Vom 6. Mai bis zum 13. Juni 2024 ist in der Artothek Oldenburg die Ausstellung „Der Feuervogel“ zu erleben. 18 Schülerinnen und Schüler des Kunstleistungskurses 13 der Liebfrauenschule haben im Kontext ihres Kerncurriculums „Bilder zu Texten“ vielfältige Illustrationen gestaltet, in denen das Märchen „Der Feuervogel“ nach den Gebrüdern Grimm fantasievoll ausgelotet wird. „In der Ausstellung gibt es märchenhafte Illustrationen zu entdecken, in denen das schicksalhafte Abenteuer eines jungen Prinzen dargestellt wird, der auf der Suche nach dem magischen Feuervogel viele Mutproben zu bestehen hat. Goldene Äpfel, leuchtende Federn, eine schlaue Füchsin und eine zauberhafte Königstochter waren für die Schülerinnen und Schülern wundervolle Motive für die kreative Umsetzung“, freut sich Kuratorin Dr. Sabine Isensee, Leiterin der Artothek.

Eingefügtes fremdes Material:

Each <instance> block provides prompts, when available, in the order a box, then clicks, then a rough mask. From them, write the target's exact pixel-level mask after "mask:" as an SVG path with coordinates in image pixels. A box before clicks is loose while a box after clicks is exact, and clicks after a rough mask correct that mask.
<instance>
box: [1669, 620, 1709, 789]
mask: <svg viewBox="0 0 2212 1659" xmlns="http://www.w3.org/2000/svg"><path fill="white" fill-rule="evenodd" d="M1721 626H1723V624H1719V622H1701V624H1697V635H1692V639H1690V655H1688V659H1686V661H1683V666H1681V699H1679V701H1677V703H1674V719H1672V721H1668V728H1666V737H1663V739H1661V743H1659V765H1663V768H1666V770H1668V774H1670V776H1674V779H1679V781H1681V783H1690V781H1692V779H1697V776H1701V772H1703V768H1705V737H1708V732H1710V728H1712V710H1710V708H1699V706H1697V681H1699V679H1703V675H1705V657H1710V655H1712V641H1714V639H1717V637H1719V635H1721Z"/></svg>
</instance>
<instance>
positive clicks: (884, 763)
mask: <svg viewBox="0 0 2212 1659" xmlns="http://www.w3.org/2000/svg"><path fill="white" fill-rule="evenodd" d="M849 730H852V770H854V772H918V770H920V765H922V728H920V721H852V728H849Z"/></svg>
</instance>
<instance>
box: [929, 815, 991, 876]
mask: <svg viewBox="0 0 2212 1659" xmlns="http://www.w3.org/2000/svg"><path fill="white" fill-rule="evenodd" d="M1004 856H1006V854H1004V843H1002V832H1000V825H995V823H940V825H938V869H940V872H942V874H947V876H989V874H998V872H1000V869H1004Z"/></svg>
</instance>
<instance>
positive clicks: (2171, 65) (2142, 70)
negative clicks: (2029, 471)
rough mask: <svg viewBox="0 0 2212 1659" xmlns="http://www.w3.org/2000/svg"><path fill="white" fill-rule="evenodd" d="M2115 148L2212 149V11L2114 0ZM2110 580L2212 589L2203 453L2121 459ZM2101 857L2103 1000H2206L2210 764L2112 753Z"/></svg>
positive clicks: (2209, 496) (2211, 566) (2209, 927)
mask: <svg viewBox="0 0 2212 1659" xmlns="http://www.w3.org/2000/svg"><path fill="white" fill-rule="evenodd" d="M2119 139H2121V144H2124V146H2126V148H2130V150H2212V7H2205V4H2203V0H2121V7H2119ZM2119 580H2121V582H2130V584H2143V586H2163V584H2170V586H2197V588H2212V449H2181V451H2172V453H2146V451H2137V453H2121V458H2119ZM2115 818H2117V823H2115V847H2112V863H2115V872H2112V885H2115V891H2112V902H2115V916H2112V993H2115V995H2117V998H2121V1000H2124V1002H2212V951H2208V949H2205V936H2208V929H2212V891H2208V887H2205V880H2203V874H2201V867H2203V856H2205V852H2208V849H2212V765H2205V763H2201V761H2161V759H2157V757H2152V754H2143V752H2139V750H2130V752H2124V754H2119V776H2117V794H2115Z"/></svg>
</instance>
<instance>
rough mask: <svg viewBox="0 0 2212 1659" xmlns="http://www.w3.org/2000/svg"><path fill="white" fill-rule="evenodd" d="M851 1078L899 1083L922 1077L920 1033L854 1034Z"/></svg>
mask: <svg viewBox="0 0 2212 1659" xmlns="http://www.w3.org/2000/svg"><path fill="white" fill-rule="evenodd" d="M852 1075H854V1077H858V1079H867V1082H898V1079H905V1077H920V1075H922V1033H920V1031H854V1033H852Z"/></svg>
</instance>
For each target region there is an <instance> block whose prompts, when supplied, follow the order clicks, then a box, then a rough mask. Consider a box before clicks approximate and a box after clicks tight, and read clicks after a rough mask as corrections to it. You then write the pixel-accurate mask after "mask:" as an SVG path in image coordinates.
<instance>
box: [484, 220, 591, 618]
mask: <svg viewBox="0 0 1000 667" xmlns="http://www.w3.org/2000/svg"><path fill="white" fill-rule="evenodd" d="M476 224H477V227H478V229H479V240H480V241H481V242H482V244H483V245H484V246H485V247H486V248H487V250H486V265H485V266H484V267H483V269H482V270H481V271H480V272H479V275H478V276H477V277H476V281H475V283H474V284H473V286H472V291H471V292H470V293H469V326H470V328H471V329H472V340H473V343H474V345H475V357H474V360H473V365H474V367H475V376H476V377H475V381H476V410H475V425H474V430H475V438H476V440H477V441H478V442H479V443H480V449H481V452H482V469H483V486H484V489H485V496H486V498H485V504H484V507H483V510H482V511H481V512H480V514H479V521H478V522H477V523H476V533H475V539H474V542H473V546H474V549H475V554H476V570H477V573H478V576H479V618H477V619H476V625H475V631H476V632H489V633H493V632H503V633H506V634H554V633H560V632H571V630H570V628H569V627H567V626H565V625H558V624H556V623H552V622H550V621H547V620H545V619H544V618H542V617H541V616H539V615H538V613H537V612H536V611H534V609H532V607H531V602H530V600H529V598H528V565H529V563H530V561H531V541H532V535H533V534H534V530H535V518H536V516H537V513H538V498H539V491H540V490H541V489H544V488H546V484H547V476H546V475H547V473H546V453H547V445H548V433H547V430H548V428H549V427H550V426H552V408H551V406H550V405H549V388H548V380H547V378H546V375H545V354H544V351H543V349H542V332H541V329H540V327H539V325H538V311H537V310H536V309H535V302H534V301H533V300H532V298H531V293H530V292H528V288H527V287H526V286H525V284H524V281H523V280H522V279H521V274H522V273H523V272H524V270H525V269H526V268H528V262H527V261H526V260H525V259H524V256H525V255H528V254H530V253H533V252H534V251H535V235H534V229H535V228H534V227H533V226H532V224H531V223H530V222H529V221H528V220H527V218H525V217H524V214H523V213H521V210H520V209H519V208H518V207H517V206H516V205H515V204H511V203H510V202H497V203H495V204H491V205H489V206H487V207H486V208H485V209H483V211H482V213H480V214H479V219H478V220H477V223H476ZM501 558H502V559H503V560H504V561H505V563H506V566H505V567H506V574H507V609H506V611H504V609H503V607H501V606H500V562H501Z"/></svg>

„Das Projekt ist für die Schülerinnen und Schüler sowie auch für mich eine einzigartige Erfahrung“, berichtet Amelie Mohr, die Lehrerin des Kunstkurses auf erhöhtem Niveau. „Es ist fantastisch zu sehen, wie sehr die Schülerinnen und Schüler an sich und ihrer Kunst gewachsen sind und was für wundervolle Werke dadurch entstanden sind. Jedes dieser Kunstwerke führt den Betrachtenden auf eine andere Art und Weise in das Märchen des Feuervogels ein.“

Individuelle Techniken
Die Schülerinnen und Schüler besuchten im Rahmen des Projekts „Artothek & Schule“ mit ihrer Lehrerin Amelie Mohr die Kunstausleihe in der Peterstraße 1 und ließen sich dort von drei Werken der Künstlerinnen und Künstler Anita Buchholz, Andrey Gradetchliev und Jens Thiele inspirieren, in denen die Techniken Ölmalerei, Tuschezeichnung und Papiercollage im Mittelpunkt stehen. Sie haben die Kunstwerke für mehrere Monate in ihr Klassenzimmer ausgeliehen, sie erforscht und dann zum Anlass für eigene gestalterische Arbeiten genommen. Dabei war die persönliche Begegnung mit Prof. Dr. Jens Thiele, der Künstler ist und langjähriger Direktor der Forschungsstelle für Kinder- und Jugendliteratur an der Carl von Ossietzky Universität Oldenburg war, ein besonderer Höhepunkt des Projekts, da er ihnen anhand seiner Bilderbücher die Raffinesse der Collagetechnik veranschaulichte. Jeder Schüler hat zu einem spezifischen Textabschnitt des Märchens „Der Feuervogel“ eine Illustration gefertigt, wobei aus den Techniken Malerei, Grafik oder Collage gewählt werden konnte. „Aus individuellen Zeichenstilen und Techniken entsteht ein Mosaik der Vielfalt und trotzdem wird mit den Bildern die gleiche Geschichte erzählt“, beschreibt die Schülerin Ida Fortmann den künstlerischen Prozess. Dies zeigt auch eindrucksvoll das Titelmotiv zur Ausstellung von Paulina Singelmann, die den Feuervogel in leuchtenden Ölfarben auf eine Leinwand gemalt hat und die spannende Szene des Märchens illustriert hat, als der Prinz an der Schlosswache vorbeischleicht, um den Feuervogel im Käfig zu stehlen: Sie lässt das Gefieder des Vogels in feurigen Orange-Gelb-Tönen erstrahlen, das sich am Hinterkopf in lodernden Flammen ausbreitet und das stahlblaue Auge des Wächters preisgibt. Pädagogin Nina Gluth hat das Projekt fotografisch festgehalten und aus dem Material einen Filmtrailer gestaltet, der begleitend zur Ausstellung präsentiert wird.


Die Ausstellung „Der Feuervogel“ ist vom 6. Mai bis zum 13. Juni 2024 in der Artothek Oldenburg, Peterstraße 1 zu sehen.